Vers un nouvel ordre constitutionnel ?

Acte trois : embrigader la classe politique dans une logique de consensus pour le partage du pouvoir et, sans l’avouer, d’un nouvel ordre constitutionnel. Histoire aussi de remettre les compteurs à zéro. À travers les « concertations nationales » dont la suite est connue de tous et le futur « dialogue national ».

Sept partis de la majorité ont ouvertement demandé à Kabila de respecter la Constitution et de ne pas engager la nation sur une voie suicidaire. Et – c’est une première dans le pays -, l’ensemble de l’opposition politique vient de signer une déclaration commune rejetant toute manœuvre qui s’écartarait des dispositions de la Constitution en vigueur. Enfin plus significatif, la très influente Église catholique et de nombreuses organisations de la société civile projettent des « actions d’envergure » pour contraindre le pouvoir à ouvrir l’arène politique et à organiser la présidentielle dans les délais constitutionnels.

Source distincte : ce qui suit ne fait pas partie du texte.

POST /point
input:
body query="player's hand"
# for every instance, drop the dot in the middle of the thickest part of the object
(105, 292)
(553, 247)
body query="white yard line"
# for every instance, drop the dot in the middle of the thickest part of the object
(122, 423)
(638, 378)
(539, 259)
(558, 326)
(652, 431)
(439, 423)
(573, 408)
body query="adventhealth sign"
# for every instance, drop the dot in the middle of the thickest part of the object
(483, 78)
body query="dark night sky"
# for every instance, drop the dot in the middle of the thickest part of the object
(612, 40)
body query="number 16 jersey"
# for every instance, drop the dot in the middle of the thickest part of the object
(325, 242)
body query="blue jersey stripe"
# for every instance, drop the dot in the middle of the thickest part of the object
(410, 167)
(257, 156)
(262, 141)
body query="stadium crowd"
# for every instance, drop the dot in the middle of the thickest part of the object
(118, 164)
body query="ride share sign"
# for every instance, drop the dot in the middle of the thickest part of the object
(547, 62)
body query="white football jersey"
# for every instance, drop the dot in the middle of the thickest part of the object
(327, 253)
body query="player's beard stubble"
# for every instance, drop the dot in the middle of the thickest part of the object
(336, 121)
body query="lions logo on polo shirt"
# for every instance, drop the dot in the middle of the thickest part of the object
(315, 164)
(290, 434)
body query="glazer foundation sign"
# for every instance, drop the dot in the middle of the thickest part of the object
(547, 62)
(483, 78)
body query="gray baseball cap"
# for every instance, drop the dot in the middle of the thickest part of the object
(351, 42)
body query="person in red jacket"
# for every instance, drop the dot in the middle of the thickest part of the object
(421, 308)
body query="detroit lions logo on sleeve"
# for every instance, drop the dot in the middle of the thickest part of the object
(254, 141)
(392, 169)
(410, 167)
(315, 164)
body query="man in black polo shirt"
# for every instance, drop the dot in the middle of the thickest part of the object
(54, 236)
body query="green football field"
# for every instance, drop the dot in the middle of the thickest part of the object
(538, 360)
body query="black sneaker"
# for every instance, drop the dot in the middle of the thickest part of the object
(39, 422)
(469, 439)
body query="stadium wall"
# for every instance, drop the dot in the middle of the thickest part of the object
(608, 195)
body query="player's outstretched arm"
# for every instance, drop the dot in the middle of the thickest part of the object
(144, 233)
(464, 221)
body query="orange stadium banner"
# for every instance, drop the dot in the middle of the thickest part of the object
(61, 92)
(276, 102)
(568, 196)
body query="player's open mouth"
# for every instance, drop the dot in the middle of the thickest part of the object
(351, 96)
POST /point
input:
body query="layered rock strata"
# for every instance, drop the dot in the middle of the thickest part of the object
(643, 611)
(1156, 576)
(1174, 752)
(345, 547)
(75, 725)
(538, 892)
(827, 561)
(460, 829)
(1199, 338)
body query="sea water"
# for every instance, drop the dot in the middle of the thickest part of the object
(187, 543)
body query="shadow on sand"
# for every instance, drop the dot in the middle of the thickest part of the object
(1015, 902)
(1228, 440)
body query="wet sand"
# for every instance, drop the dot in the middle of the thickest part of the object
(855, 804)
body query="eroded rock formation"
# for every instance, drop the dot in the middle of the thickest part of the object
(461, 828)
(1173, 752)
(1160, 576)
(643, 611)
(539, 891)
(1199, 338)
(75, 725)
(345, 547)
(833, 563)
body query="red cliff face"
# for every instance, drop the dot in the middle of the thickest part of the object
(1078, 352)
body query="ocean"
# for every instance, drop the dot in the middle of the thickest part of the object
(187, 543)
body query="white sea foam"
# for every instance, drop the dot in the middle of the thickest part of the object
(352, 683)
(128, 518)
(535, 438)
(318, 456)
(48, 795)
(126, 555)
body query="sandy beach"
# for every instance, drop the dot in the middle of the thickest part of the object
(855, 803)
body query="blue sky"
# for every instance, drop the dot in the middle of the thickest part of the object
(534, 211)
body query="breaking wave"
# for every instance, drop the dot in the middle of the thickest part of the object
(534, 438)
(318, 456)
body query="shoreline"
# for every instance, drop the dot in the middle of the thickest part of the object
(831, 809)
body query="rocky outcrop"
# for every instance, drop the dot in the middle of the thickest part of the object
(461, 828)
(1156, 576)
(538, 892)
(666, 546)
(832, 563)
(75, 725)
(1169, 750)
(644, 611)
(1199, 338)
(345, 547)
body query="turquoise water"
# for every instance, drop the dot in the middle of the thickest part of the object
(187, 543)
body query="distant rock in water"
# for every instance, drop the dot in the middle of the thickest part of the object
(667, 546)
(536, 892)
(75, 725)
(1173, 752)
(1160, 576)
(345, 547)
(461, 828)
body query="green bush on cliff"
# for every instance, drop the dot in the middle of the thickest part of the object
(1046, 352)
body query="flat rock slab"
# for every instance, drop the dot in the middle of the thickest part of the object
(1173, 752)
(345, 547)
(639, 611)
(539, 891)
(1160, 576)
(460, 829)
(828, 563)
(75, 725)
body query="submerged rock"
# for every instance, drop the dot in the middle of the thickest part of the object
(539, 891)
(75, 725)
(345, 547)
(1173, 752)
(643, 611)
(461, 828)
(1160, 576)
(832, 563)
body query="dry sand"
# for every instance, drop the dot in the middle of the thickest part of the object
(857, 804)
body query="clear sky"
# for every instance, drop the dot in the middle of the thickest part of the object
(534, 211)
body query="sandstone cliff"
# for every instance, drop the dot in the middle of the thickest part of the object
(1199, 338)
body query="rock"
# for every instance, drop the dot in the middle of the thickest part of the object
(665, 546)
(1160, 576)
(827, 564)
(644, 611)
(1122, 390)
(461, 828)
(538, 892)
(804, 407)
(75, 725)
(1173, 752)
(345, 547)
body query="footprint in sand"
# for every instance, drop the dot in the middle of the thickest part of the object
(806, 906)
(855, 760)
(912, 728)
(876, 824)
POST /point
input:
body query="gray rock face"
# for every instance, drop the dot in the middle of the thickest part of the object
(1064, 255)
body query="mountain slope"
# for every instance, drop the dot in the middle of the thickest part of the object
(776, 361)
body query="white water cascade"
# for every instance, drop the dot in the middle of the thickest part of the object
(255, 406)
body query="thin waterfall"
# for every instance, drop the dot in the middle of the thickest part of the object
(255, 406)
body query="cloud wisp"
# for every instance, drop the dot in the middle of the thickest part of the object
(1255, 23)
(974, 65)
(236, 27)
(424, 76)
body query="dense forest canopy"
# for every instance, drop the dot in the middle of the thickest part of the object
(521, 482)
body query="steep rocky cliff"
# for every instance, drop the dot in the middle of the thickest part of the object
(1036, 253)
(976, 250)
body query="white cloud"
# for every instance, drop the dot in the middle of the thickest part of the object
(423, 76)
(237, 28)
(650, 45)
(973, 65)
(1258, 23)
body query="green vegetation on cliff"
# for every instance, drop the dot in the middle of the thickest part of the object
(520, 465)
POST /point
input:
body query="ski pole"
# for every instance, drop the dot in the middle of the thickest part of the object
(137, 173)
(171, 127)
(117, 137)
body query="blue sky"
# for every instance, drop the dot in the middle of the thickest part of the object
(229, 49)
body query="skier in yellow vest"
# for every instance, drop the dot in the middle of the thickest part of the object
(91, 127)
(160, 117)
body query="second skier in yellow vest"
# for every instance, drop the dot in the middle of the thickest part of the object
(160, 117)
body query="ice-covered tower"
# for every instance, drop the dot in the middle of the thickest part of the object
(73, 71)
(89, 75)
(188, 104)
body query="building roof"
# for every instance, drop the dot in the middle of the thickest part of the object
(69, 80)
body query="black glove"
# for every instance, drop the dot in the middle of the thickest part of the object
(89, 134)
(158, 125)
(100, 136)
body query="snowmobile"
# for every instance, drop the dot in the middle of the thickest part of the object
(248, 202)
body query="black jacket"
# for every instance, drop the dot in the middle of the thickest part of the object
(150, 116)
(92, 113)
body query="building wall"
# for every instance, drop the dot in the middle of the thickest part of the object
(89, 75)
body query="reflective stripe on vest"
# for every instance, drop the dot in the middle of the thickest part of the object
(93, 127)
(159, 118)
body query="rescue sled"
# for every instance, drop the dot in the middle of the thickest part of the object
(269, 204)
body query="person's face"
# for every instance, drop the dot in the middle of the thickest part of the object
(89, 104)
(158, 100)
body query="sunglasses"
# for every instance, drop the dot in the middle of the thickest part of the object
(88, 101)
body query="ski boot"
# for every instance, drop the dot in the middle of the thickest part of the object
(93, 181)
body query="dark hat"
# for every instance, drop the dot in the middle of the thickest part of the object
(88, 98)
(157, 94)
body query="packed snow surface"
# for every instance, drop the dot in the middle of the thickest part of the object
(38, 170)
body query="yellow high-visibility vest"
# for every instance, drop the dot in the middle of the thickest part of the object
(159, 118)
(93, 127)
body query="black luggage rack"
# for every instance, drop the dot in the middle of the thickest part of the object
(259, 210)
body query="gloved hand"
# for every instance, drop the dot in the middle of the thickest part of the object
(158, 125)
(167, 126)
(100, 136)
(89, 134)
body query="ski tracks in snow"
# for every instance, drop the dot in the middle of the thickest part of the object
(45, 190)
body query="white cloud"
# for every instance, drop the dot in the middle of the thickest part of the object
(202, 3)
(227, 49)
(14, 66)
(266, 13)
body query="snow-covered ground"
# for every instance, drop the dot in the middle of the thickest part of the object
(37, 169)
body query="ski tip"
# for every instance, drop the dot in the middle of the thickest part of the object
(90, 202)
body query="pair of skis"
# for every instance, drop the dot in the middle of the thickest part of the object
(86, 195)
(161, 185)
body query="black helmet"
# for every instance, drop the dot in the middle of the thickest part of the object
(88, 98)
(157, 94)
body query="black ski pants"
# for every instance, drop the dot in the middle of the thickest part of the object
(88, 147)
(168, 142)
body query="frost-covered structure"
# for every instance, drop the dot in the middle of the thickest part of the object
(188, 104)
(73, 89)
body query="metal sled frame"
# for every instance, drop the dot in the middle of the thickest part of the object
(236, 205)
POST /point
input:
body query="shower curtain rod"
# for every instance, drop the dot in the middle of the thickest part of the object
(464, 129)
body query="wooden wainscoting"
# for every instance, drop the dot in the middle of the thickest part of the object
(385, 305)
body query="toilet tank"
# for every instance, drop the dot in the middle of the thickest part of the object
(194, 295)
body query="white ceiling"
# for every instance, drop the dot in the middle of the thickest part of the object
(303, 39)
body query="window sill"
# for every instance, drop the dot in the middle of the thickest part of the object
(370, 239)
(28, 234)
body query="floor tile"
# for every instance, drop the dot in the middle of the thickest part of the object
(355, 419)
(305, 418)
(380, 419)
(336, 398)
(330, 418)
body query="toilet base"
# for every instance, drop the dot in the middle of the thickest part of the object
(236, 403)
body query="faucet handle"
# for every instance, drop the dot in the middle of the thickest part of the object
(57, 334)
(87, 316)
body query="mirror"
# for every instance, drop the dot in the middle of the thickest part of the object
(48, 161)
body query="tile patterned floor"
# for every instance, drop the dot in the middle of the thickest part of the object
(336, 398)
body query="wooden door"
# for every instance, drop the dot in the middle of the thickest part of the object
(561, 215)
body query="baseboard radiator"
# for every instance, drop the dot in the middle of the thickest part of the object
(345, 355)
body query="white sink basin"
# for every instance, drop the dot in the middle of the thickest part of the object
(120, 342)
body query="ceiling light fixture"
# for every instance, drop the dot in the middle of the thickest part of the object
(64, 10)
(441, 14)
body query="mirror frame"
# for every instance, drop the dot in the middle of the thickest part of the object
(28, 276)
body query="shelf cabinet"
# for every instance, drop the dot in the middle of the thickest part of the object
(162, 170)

La majorité des Congolais ont pleinement conscience que le régime au pouvoir tient à s’y maintenir par tous les moyens, la Constitution ne donnant aucune chance à Kabila pour se représenter en 2016. Une détermination jusqu’au-boutiste  qui fait pointer le spectre du retour à la dictature « ventrocentrique » et iconoclaste comme le pays l’a connue pendant les 32 ans du règne de Mobutu. Le peuple congolais se laissera-t-il mener à l’abattoir par un groupe d’individus aveuglés par leurs intérêts égoïstes ? L’histoire nous le dira.